Illustration of How WAM Is Computed
Assume, for instance, that an investor claims a $30,000 portfolio, which incorporates three bond holdings.
- Bond A will be a $5,000 bond (16.7% of the total portfolio) and matures in 10 years
- Bond B is a $10,000 investment (33.3%) that matures in six years.
- Bond C, a $15,000 bond (half) with a maturity of four years.
To register WAM, every one of the percentages is increased continuously until maturity, so the investor can utilize this formula: (16.7% X 10 years) + (33.3% X 6 years) + (half X 4 years) = 5.67 years, or around five years, eight months.
Weighted Average Maturity versus Weighted Average Loan Age
Weighted average maturity (WAM) and weighted average loan age (WALA) are both used to estimate the probability of an investment in a mortgage-backed security being beneficial. Nonetheless, WAM will in general be an all the more comprehensively involved measure for the maturity of pools of mortgage-backed securities. It measures the average time it takes for securities in a debt portfolio to mature, weighted with respect to the dollar amount invested in the portfolio. Portfolios with higher weighted average maturities are more sensitive to interest rate changes.
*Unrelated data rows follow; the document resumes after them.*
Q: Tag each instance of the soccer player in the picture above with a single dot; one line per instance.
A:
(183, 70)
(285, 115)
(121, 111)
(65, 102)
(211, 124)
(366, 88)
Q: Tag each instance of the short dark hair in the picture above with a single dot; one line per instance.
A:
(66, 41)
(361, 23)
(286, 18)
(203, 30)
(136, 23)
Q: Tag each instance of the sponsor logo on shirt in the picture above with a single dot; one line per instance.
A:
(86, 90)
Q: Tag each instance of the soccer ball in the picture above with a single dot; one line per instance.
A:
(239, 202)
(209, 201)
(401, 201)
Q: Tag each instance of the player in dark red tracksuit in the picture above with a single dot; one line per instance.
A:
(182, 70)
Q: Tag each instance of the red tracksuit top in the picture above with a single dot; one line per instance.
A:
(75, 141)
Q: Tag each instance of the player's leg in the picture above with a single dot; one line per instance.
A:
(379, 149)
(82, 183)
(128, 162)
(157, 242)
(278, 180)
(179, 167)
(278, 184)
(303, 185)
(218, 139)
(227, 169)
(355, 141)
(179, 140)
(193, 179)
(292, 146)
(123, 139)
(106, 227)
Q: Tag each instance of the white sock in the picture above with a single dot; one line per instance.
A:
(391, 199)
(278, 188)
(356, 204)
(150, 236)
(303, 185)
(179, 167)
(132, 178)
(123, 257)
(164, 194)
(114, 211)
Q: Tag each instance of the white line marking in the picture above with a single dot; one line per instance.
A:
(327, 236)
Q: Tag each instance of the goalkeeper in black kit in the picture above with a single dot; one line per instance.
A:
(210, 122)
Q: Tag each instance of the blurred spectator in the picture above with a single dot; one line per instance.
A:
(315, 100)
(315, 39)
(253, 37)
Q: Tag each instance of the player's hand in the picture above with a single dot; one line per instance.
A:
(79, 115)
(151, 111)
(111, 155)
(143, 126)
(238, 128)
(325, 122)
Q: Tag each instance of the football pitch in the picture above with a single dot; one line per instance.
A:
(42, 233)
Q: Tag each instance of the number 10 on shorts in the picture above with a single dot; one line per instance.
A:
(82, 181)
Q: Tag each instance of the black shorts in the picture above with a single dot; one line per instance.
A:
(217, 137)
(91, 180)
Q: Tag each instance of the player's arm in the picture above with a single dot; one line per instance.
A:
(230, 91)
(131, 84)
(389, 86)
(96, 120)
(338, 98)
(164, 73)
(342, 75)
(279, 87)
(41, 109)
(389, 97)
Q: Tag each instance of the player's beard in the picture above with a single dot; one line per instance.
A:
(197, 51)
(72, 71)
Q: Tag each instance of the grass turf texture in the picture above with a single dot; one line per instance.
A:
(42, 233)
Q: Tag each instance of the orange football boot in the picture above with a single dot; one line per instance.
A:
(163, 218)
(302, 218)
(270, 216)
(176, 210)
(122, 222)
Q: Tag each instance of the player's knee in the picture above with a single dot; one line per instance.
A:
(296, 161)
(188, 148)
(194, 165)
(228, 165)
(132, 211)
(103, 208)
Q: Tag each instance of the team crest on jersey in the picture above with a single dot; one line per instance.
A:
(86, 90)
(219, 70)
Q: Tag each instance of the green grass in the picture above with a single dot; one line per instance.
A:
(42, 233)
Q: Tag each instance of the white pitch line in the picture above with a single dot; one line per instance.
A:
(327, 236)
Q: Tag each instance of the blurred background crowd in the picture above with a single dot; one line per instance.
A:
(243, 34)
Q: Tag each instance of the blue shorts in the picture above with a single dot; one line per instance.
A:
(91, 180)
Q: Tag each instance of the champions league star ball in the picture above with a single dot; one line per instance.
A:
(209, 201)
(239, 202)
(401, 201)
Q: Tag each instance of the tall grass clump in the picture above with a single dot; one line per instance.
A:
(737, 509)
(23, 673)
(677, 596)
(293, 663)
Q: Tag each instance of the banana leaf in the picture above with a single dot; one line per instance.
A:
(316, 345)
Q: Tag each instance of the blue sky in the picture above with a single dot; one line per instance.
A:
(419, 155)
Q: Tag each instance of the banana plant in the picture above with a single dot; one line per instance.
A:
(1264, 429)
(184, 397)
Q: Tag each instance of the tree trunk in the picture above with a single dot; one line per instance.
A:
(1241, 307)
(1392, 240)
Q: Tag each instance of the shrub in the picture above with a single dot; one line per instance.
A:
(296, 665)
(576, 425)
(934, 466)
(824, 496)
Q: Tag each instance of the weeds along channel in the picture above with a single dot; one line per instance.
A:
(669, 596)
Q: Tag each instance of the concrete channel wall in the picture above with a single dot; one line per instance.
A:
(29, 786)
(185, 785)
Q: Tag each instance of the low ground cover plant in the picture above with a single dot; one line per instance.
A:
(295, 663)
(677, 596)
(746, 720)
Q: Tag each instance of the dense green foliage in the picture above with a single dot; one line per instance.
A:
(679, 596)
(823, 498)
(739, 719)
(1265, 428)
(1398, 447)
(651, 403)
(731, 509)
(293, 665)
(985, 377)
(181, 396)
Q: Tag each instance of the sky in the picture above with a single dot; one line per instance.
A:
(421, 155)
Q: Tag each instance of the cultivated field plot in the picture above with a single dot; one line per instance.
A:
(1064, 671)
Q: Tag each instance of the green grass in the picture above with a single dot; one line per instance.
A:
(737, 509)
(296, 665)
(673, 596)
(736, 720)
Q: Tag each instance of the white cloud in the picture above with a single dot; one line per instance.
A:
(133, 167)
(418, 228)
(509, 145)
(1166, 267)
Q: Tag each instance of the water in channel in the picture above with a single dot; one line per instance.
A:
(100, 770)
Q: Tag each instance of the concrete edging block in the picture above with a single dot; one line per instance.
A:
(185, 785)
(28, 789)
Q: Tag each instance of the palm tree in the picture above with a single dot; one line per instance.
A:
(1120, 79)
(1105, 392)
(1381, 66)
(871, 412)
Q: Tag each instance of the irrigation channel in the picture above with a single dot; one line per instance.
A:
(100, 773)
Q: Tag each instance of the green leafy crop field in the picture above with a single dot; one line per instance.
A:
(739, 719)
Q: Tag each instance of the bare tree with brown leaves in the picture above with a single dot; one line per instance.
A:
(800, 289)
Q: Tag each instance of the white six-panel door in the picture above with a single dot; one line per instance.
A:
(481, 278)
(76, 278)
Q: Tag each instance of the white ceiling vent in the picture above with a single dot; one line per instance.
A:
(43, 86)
WALA is really calculated as the inverse of WAM: WAM processes the percentage value of each mortgage or debt instrument in the portfolio. The number of months or years until the bond's maturity is duplicated by every percentage, and the sum of the subtotals equals the weighted average maturity of the bonds in the portfolio.
Features
- A longer WAM infers fairly greater interest rate and credit risk than MBS with shorter WAMs.
- Weighted average maturity (WAM) is a measure of the overall maturity of the mortgages pooled in a mortgage-backed security (MBS).
- WAM is the inverse of another famous MBS duration metric: weighted average loan age (WALA).